David Campiche BA ’71
David Campiche BA ’71 pens his first novel, which follows fugitive brothers Dan and André as they evade the law through the mountains of British Columbia during the winter of 1896. Over the course of their cat-and-mouse chase, they must navigate cultural collisions as they encounter Indigenous peoples. Campiche’s thriller is grounded in meticulous research and lyrical prose. FriesenPress, 2023. 420 pages.

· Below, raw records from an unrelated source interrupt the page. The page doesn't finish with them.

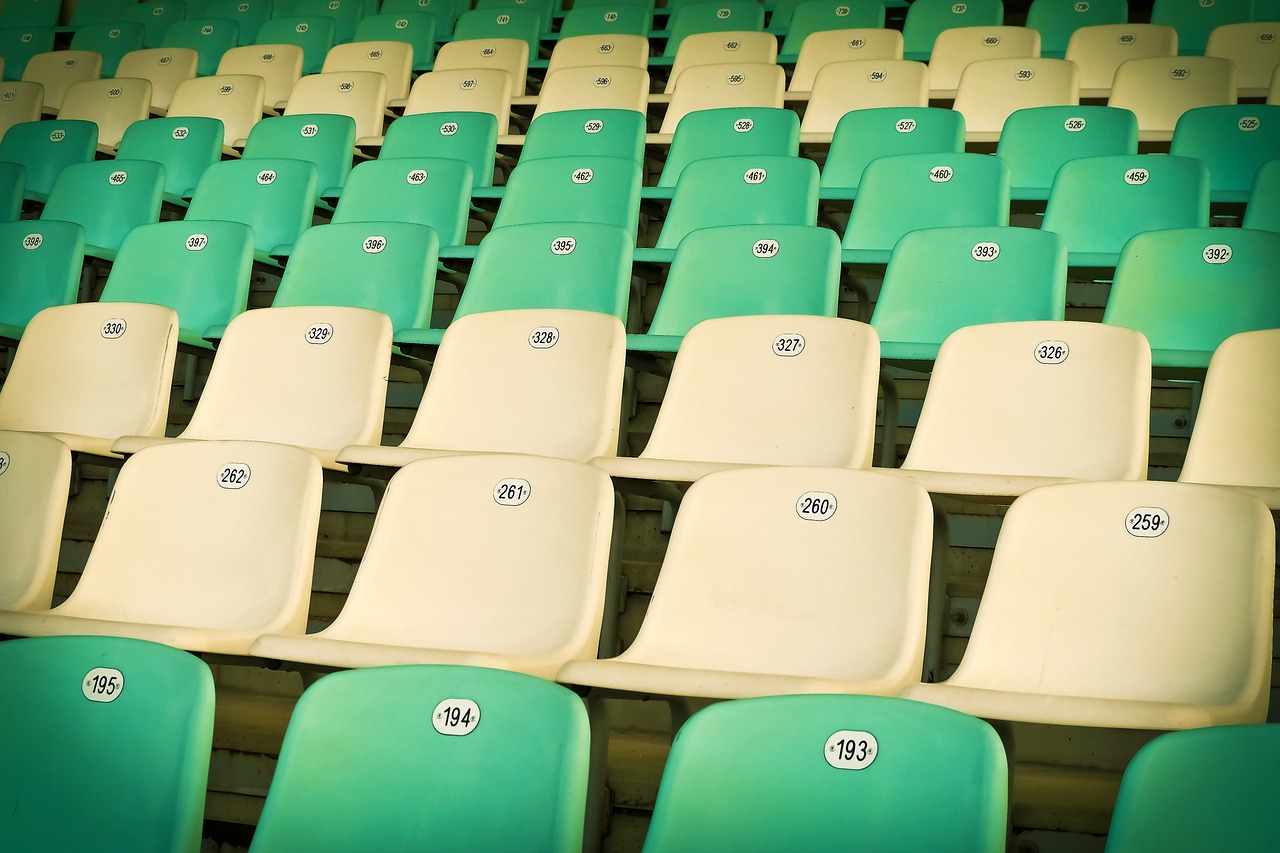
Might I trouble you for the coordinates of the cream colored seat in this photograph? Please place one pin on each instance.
(956, 48)
(704, 87)
(1101, 49)
(310, 377)
(860, 85)
(722, 48)
(164, 67)
(737, 386)
(206, 546)
(92, 372)
(1234, 438)
(487, 560)
(530, 381)
(755, 588)
(1072, 402)
(992, 90)
(1123, 605)
(830, 46)
(35, 479)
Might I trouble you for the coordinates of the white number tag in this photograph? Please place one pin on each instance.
(233, 475)
(816, 506)
(456, 717)
(511, 492)
(103, 684)
(789, 346)
(851, 749)
(1146, 521)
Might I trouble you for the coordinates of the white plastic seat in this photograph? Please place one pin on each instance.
(206, 546)
(310, 377)
(1123, 605)
(487, 560)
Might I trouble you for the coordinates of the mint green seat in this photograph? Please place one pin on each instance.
(417, 757)
(1232, 140)
(1037, 141)
(109, 199)
(275, 197)
(428, 191)
(183, 145)
(910, 191)
(563, 265)
(832, 772)
(1203, 789)
(46, 147)
(735, 270)
(1191, 288)
(1097, 204)
(457, 135)
(142, 710)
(199, 268)
(863, 136)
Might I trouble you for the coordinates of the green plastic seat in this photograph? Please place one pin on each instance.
(863, 136)
(1203, 789)
(941, 279)
(314, 35)
(503, 762)
(826, 772)
(735, 270)
(144, 710)
(387, 267)
(1037, 141)
(458, 136)
(46, 147)
(327, 141)
(112, 40)
(40, 267)
(183, 145)
(565, 265)
(1097, 204)
(1191, 288)
(1232, 140)
(199, 268)
(274, 196)
(109, 199)
(730, 132)
(585, 133)
(910, 191)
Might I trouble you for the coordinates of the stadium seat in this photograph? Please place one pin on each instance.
(141, 707)
(816, 767)
(517, 778)
(1180, 576)
(726, 623)
(64, 379)
(277, 368)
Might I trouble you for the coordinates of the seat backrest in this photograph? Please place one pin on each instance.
(530, 751)
(200, 269)
(821, 760)
(35, 480)
(741, 190)
(1037, 141)
(1191, 288)
(499, 361)
(65, 375)
(277, 368)
(841, 45)
(1080, 409)
(739, 382)
(941, 279)
(138, 705)
(387, 267)
(730, 132)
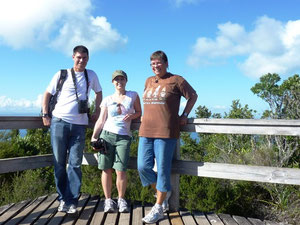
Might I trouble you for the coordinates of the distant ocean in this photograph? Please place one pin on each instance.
(23, 132)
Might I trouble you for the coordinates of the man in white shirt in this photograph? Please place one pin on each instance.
(68, 124)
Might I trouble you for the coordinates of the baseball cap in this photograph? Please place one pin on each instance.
(119, 73)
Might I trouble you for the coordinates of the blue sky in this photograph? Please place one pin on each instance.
(221, 47)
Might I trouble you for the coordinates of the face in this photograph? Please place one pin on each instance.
(80, 61)
(159, 67)
(119, 82)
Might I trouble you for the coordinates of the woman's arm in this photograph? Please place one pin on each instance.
(137, 109)
(99, 124)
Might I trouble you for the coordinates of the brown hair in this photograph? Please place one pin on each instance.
(159, 55)
(80, 49)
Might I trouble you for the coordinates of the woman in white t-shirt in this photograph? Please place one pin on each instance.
(117, 112)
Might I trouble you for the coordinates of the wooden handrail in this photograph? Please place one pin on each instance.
(202, 169)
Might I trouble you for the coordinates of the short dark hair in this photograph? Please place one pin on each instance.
(159, 55)
(80, 49)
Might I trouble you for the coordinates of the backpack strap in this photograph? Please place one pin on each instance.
(62, 78)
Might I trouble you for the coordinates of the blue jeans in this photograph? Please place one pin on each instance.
(67, 139)
(162, 150)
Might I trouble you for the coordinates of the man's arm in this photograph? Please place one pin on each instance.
(189, 105)
(98, 101)
(46, 98)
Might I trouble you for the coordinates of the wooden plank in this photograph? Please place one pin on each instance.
(200, 218)
(4, 208)
(174, 199)
(243, 126)
(99, 215)
(175, 218)
(187, 217)
(214, 219)
(124, 218)
(57, 217)
(25, 163)
(111, 218)
(227, 219)
(147, 209)
(241, 220)
(137, 214)
(87, 214)
(13, 211)
(17, 219)
(38, 211)
(72, 218)
(238, 172)
(48, 214)
(268, 222)
(255, 221)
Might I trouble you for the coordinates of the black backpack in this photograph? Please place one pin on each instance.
(53, 98)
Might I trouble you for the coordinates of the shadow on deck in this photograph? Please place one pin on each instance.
(43, 210)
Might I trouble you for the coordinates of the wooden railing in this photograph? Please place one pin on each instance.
(201, 169)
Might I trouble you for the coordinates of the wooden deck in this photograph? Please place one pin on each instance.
(43, 210)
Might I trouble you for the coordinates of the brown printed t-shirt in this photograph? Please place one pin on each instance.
(161, 100)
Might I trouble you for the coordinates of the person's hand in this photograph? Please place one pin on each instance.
(183, 120)
(46, 121)
(94, 117)
(127, 117)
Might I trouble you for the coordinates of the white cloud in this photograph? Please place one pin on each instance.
(179, 3)
(60, 24)
(7, 103)
(271, 47)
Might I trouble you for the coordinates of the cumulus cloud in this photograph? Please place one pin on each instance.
(179, 3)
(59, 24)
(270, 47)
(7, 103)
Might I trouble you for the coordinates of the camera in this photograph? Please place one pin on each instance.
(100, 146)
(83, 106)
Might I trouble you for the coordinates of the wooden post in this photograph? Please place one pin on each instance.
(174, 199)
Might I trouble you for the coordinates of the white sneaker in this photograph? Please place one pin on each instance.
(154, 215)
(109, 205)
(122, 205)
(165, 203)
(72, 209)
(62, 206)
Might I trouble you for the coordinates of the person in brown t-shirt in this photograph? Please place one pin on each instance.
(160, 129)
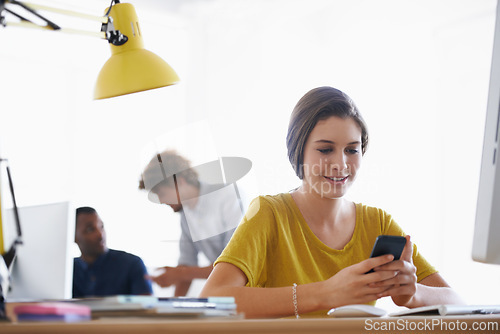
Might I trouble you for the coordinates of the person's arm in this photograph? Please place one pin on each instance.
(139, 282)
(180, 274)
(349, 286)
(404, 289)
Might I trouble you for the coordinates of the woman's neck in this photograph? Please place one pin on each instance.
(320, 210)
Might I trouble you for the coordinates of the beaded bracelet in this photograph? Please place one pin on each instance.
(294, 299)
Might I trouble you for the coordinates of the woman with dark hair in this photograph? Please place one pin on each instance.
(308, 250)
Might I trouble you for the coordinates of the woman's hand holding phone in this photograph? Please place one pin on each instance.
(403, 286)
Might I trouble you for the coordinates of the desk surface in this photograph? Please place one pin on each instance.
(480, 324)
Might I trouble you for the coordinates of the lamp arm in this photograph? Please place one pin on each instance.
(98, 34)
(107, 30)
(102, 19)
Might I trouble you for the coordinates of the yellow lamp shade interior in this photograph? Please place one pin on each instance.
(131, 68)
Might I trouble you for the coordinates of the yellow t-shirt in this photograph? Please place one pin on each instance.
(275, 247)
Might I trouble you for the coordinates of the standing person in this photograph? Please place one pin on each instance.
(307, 251)
(101, 271)
(209, 214)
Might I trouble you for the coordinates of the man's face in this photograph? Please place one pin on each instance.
(90, 235)
(168, 195)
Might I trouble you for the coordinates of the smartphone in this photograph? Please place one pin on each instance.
(388, 244)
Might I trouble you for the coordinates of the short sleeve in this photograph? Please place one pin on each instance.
(139, 284)
(188, 253)
(250, 245)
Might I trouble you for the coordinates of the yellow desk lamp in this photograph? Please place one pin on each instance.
(130, 69)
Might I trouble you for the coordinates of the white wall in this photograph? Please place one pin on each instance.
(418, 71)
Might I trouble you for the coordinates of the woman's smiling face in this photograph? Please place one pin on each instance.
(332, 156)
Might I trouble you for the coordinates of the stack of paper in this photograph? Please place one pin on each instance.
(150, 306)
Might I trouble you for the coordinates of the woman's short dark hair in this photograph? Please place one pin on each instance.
(319, 104)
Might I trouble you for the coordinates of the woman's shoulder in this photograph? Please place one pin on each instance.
(269, 205)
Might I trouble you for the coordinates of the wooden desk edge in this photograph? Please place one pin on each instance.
(261, 326)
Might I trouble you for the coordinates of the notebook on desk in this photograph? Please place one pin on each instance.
(444, 310)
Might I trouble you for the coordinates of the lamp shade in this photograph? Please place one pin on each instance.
(131, 68)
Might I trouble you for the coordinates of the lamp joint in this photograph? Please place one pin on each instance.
(113, 36)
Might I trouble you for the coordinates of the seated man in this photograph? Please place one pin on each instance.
(100, 271)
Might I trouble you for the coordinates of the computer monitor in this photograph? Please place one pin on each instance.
(43, 268)
(486, 242)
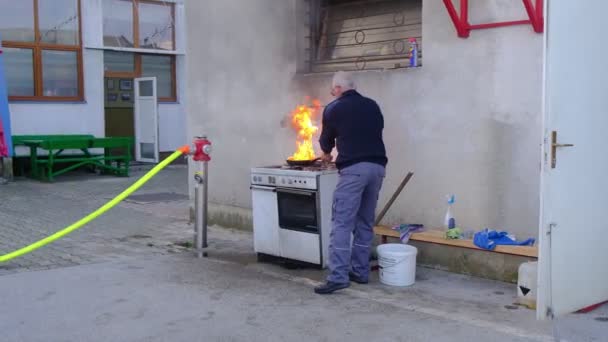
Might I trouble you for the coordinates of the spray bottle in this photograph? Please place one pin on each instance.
(450, 221)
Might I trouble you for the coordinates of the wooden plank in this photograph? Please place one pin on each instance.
(438, 237)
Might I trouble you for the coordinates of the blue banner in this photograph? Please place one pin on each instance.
(5, 117)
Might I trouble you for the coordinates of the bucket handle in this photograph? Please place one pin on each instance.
(395, 264)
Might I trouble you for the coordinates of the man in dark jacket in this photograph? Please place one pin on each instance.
(354, 125)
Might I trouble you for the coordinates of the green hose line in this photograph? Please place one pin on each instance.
(34, 246)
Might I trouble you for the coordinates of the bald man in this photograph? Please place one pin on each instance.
(354, 124)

David Campiche BA ’71 writes: “Our backyard is Willapa Bay, Washington. My lovely wife, Laurie Anderson, has remained my partner in life–and in our country inn–for 40 years. The inn [known as the Shelburne Hotel], which has been in constant business since 1896, has received many awards, both regionally and nationally. We recently leased the inn, but we still run a stunning, but smaller, B&B called China Beach Retreat at the mouth of the Columbia River. It sits at the westerly end of the Lewis and Clark National Historic Trail. As William Clark said, ‘Ocean in view! Oh! The joy!’ When not running this beautiful property, I write a monthly column for the Daily Astorian and have remained loyal to my artwork as a potter and sculptor. I met artist Toshiko Takeazu on the college’s New York program in in 1970, and she changed my life. So did professors Ken Shores and John Brown. Pottery and the art of clay form has become a zen pursuit, a raison d’etre. This past summer, I had a retrospective show at the Columbia Pacific Heritage Museum in Ilwaco, Washington. Many of my poems have been published, and I am finishing up my first novel. Meanwhile, I remain active in regional environmental issues. Laurie and I have three sons and a cat. I love the fact that life is as complex as a good pinot noir. There are a number of classmates that I haven’t heard from since graduation. I hope they might reach out. I toast good friendships, and hope to visit with you soon.”